Wife Apparent is a 1956 book by the English author Dornford Yates (Cecil William Mercer), his last novel. The book was originally to be called Lady-in-Waiting, but this had to be changed at the last moment as another book with the same title was scheduled to appear at about the same time.

==Introductory note==
As described by the author in an introductory note, the novel comprises two parts. Part One is told in the first person and Part Two in the third, with the action taking place over a total period of two years. The novel is set in the present (that is, in 1956).

==Plot summary==
Major Coridon Gore, aged 42, a well-known novelist, lives quietly in Elm Cottage near the fictional village of Halliard in Hampshire, looked after by his devoted housekeeper Florence Davey. As a consequence of a head injury he received during the war, Gore suffers from occasional lapses of memory.
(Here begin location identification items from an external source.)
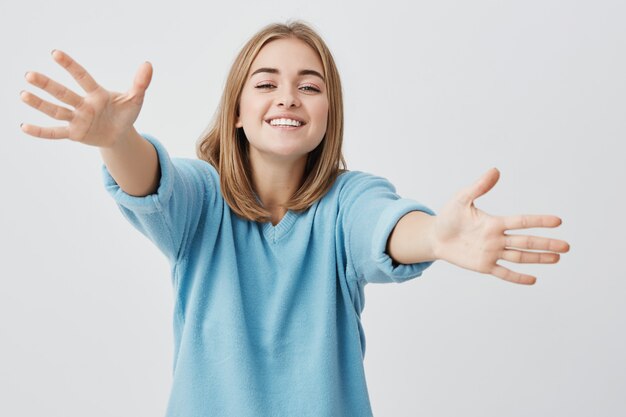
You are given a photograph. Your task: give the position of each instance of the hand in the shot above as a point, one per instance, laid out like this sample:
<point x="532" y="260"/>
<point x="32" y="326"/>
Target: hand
<point x="470" y="238"/>
<point x="99" y="119"/>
His sole confidant and 'Privy Counsellor', to whom he speaks every day, is the cottage's ancient and majestic elm.

Unknown to Gore, his godfather has left him the sum of £10,000 in his will provided that he is found to be 'up and dressed' when his executors call at exactly half past nine. When the executors arrive unannounced, they find Gore in his shirtsleeves and they fraudulently intend to withhold the inheritance. They are thwarted by Gore's good friend and family solicitor Pompey Colbourne.
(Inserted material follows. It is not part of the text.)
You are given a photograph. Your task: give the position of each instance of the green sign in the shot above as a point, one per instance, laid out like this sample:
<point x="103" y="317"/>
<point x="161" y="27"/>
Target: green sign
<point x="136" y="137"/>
One morning, while Gore is communing with the elm, a young woman who is holidaying nearby walks past the gate. They fall into conversation, although without exchanging names. A few days later, Gore receives in the post an unsigned card with an exquisite drawing of him and the elm. Meeting again at Ascot, Gore learns that she is Niobe Coke, aged 26. The pair rapidly fall in love. Two days before their intended wedding, while Gore is staying in London, the elm is brought down by an overnight storm, a disaster that the family fear will affect his fragile mind. But even before the news can be broken to him, Gore suffers an attack of amnesia while walking down Bond Street and completely forgets who he is. Gore is identified by the tailor's label in his suit, and his sister Cleopatra is informed.

Niobe and Cleopatra seek advice from the eminent physician Dr Berserk. He tells them that Gore should recover provided that he continues to live very quietly for the next six months, but that he will need a close companion of his own class. Niobe decides to live with him under the pretence that their marriage did in fact take place as planned. Although unable to remember any of his friends and family, Gore readily accepts Niobe as his wife, and grows to love her anew. He does not realise that the elm is gone, and to avoid distressing him the family do not mention it.

After some months, the family decide that Gore really must be told that he is as yet unmarried. He is horrified but, deeply in love, readily agrees to marry straight away. Niobe arranges to have some of her drawings commercially published, Pompey taking on the role of her agent.

One sultry day, exactly a year after they first met, the couple visit Ascot again. Gore gets a headache, and as they are driving home his lost memories suddenly return – though he does not know it. Niobe is beside herself with worry about the shock he must experience when he realises that the elm is gone. Fortunately, her worries are not borne out, and he faces the loss by noting that she herself has now replaced the tree as his Privy Counsellor.

==Critical reception==
On the book's publication, John Metcalf of The Sunday Times opined that “Mr Dornford Yates’s fantasy life is rich enough to make millionaires superfluous”. He called his middle-aged author-hero "a very parfait gentil survivor from the world of Berry & Co." and wished "[g]ood luck to him and all wandering coelacanths".

Yates's 1982 biographer, AJ Smithers, however, felt that the author's imagination was beginning to flag and that this book was not amongst his best. He noted that several plot devices had been used before, including the wood-magic of a favourite elm, the immobilised officer with a head wound that renders him amnesiac, and jactitation of marriage by a respectable young woman for excellent reasons.

Writing in 2015, Kate Macdonald called the novel "a triumphant return to [Yates'] playful and witty style of the 1920s, an emotionally taut comedy of recovery from wartime brain damage, set in an English Arcadia".